Can I use uspert and RealtimeToOfflineSegmentsTask...
# general
a
Can I use uspert and RealtimeToOfflineSegmentsTask at the same time?
k
No.. upsert can only be used with real-time only tables.
a
I mean Can I configure upsert and RealtimeToOfflineSegmentsTask in realtime table config?
k
No.
a
Something like the following doesn’t work. We got such error.
I followed some guide from this doc, but it doesn’t work now. Is this method supported in Pinot earlier versions? https://medium.com/@msoni6226/handling-of-duplicate-data-with-apache-pinot-78d35e7c8465
@Kishore G
m
@Alice Upsert feature works on realtime-only tables. RealtimeToOfflineTask implies there is an offline component, and hence upsert functionality won’t work. If you are looking for dedup, you got the pointer to it in the other thread.
a
Actually, RealtimeToOfflineSegmentsTask is introduced to reduce segment number and at the same time mergeType is set dedup to achieve deduplication in offline table. I depend on upsert/dedup feature to achieve deduplication for realtime table. I will try to figure out other way to achieve deduplication in both realtime and offline tables.
@Mayank, is it supported to enable dedup and realtimetoofflinesegmentstask in realtime table config in Pinot 0.11+?
Since I’m using Pinot 0.10 now and it takes some time to setup new Pinot cluster using 0.11+. 😅
It seems this configure could work. No error returned when this table is uploaded.
n
in case of dedup in realtime table, the duplicate rows are not stored in Pinot anyway. so you don’t need to again set dedup in the R2O task.

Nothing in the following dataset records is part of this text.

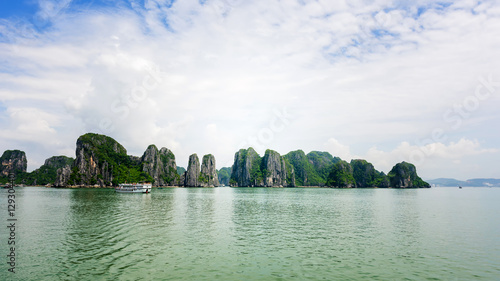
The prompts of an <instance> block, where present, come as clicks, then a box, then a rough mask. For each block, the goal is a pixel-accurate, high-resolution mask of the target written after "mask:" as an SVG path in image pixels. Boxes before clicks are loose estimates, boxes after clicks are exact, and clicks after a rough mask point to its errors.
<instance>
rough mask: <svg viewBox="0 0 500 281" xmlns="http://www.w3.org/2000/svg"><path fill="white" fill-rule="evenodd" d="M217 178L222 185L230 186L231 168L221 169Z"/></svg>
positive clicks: (222, 168)
mask: <svg viewBox="0 0 500 281" xmlns="http://www.w3.org/2000/svg"><path fill="white" fill-rule="evenodd" d="M217 177H218V179H219V184H220V185H223V186H229V180H230V179H231V168H229V167H224V168H221V169H220V170H219V171H217Z"/></svg>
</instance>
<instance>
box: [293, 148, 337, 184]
mask: <svg viewBox="0 0 500 281" xmlns="http://www.w3.org/2000/svg"><path fill="white" fill-rule="evenodd" d="M284 157H285V158H286V160H287V161H288V162H289V163H290V164H291V165H292V166H293V168H294V171H295V177H296V184H297V185H298V186H324V185H325V184H326V180H327V178H328V175H329V173H330V170H331V167H332V166H333V164H334V163H336V162H338V161H340V158H338V157H333V156H332V155H331V154H330V153H328V152H319V151H312V152H310V153H308V154H307V155H306V154H305V153H304V151H302V150H296V151H291V152H289V153H288V154H286V155H285V156H284Z"/></svg>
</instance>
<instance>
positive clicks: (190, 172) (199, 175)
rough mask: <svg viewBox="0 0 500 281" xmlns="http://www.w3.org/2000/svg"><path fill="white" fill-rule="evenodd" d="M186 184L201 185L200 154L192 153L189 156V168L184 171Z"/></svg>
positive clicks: (192, 185)
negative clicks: (199, 178) (200, 176)
mask: <svg viewBox="0 0 500 281" xmlns="http://www.w3.org/2000/svg"><path fill="white" fill-rule="evenodd" d="M184 175H185V176H184V178H185V179H184V186H186V187H199V186H200V184H199V177H200V159H199V158H198V155H196V153H195V154H192V155H191V156H189V162H188V169H187V170H186V173H184Z"/></svg>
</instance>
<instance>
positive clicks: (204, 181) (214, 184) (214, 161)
mask: <svg viewBox="0 0 500 281" xmlns="http://www.w3.org/2000/svg"><path fill="white" fill-rule="evenodd" d="M198 183H199V185H200V186H201V187H218V186H219V179H218V177H217V169H216V166H215V157H214V156H213V155H212V154H207V155H205V156H203V160H202V162H201V171H200V177H199V182H198Z"/></svg>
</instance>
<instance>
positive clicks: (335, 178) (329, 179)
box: [327, 161, 356, 188]
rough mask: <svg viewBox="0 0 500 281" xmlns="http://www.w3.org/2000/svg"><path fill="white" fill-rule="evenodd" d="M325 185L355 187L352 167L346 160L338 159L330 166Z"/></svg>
mask: <svg viewBox="0 0 500 281" xmlns="http://www.w3.org/2000/svg"><path fill="white" fill-rule="evenodd" d="M327 185H328V186H330V187H339V188H352V187H356V181H355V180H354V176H353V172H352V167H351V165H350V164H349V163H347V162H346V161H339V162H337V163H335V165H333V167H332V171H331V172H330V175H329V176H328V181H327Z"/></svg>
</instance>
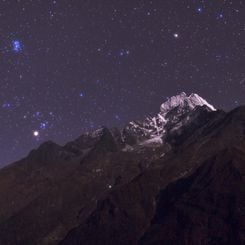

@saurabh dubey is this (dedup + r2o) combination okay? we disallow upsert + r2o because offline side keeps no metadata and the results will be all incorrect. But I can’t think of any reason why dedup+r2o wouldn’t work
s
@Alice Enabling dedup on realtime table (assuming the stream is partitioned by the PK and all other dedup requirements are met) prohibits ingestion of > 1 rows with the same primary key. Hence all the segments being processed by the r2o job will already effectively have unique rows. This configuration should work. However, if the offline table isn't exclusively being populated by the r2o job (you're using r2o ,as well as pushing data to the offline table via some other route), the offline table may end up with duplicate rows since dedup as a feature, isn't applicable for offline tables.
a
Excellent. Thanks.👍🌷
I’ll try dedup feature in realtime table since it supports startree index at the same. Is dedup feature ready for prod env?
s
Yes it is 👍
p
@Neha Pawar I see Startree has a recipe for this, assume this is not a recommended approach https://dev.startree.ai/docs/pinot/recipes/upserts-real-time-offline-job. Think there is some config to turn off the table validation for upsert and RealtimeToOffline task, then some custom job to achieve the upsert in offline.
n
hmm, the recipe also calls out that doing this will make you lose the upsert logic, and that you have to backfill your segments
Copy code
The main thing to keep in mind when combining these features is that upsert functionality only applies to real-time tables.

As soon as those segments are moved to an offline table, the upsert logic is no longer applied at query time. We will need to backfill the offline segments created by the real-time to offline job to achieve upsert-like queries.
@Mark Needham assuming you added this, do you think we should even have this recipe published? we block this at validations itself now
m
@Neha Pawar so are you saying that what's described in that recipe wouldn't work now? It seems I used a 0.10 snapshot version to get it to work
ah yeh, I worked around the validation:
Copy code
curl -X POST <http://localhost:9000/tables?validationTypesToSkip=All> \
  --data @config/orders_table.json